First of all, Boomers work a lot harder than younger generations, that's clear in any workplace. They're like 70 and still the first ones in in the morning and last ones at night. They had to marry the first girl they ever slept with, because there was no Plan B and there was a shotgun held by dad. Their own parents universally hit them and barely ever told them they loved them, if ever, and they were all absolutely kicked out and expected to join the military or get a job at 18. And if they didn't, they could actually be drafted and sent to go get shot in a war whether they wanted to or not. The Boomers were WAY nicer to their kids and grandkids than their own parents ever were to them, and those kids just turn around and deride and bitch about the parents who gave them more than they ever got themselves. And give me a break with the idea that any generation has control over national policy...people voted and half of them lost, just like always. In the 80s they all actually believed the trickle down, privatize everything BS that every major economist was peddling, and hadn't yet seen how it would work out to carve out the middle class and make the rich richer. And just like always, the top decile got theirs and screwed over everyone else...you don't blame 50M old people for that unless you're just an a-hole. The young tearing apart the elderly and being maliciously covetous of their assets because they don't want to wait is just grotesque. No wonder no one wants kids anymore, when this is how they treat their own parents. The vast majority of Boomers had parents who 1. Never paid for or assisted with their college (because most Boomers didn't go to college), 2. Never passed on a dime in inheritance, 3. Rarely if ever said "I love you" and sure as hell didn't dote on them or watch their sports and activities or try to raise their self-esteem, and 4. Regularly whipped them and whupped their asses...and yet most Boomers would never have even considered cutting off or talking badly about their own parents the way young people do today.
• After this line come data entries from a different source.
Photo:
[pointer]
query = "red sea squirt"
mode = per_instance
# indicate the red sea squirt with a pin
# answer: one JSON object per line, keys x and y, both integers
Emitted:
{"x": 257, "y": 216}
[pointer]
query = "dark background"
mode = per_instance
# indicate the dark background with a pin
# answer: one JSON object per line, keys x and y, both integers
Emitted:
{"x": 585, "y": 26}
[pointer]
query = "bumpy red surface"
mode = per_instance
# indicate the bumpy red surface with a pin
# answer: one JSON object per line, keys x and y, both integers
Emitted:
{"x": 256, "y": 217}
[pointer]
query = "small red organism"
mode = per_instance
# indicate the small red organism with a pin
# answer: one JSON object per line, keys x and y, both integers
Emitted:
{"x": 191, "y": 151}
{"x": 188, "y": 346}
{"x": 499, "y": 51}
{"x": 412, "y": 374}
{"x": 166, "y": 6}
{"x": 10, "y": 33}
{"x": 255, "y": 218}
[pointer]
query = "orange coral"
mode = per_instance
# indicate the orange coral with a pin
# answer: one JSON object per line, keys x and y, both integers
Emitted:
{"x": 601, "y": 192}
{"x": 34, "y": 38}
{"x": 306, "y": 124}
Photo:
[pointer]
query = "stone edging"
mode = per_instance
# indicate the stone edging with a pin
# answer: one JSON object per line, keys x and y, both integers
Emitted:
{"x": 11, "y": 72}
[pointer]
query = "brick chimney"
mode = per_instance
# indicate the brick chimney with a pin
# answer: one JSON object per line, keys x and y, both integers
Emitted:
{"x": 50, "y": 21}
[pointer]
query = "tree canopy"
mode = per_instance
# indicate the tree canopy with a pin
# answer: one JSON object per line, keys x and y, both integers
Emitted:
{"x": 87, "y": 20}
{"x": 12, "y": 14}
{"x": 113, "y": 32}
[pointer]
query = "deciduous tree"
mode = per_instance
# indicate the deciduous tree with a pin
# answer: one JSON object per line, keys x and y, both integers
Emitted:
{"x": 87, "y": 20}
Bunch of spoiled ass jerks (I mean the anti-Boomer young people, not the Boomers). If they can afford a cruise, why the hell shouldn't they go on one, after working their ass off their whole lives? I honestly cannot comprehend people that are mad at old people going on a cruise. And most of them couldn't afford it anyway.
All that said, if you think the stats regarding impoverished Boomers are scary, just wait til Gen X gets elderly. They are absolutely screwed, none of them have pensions (except teachers and military and a few state workers), and they have even less saved than the Boomers. Gen X is going to have massive amounts of poverty in their old age.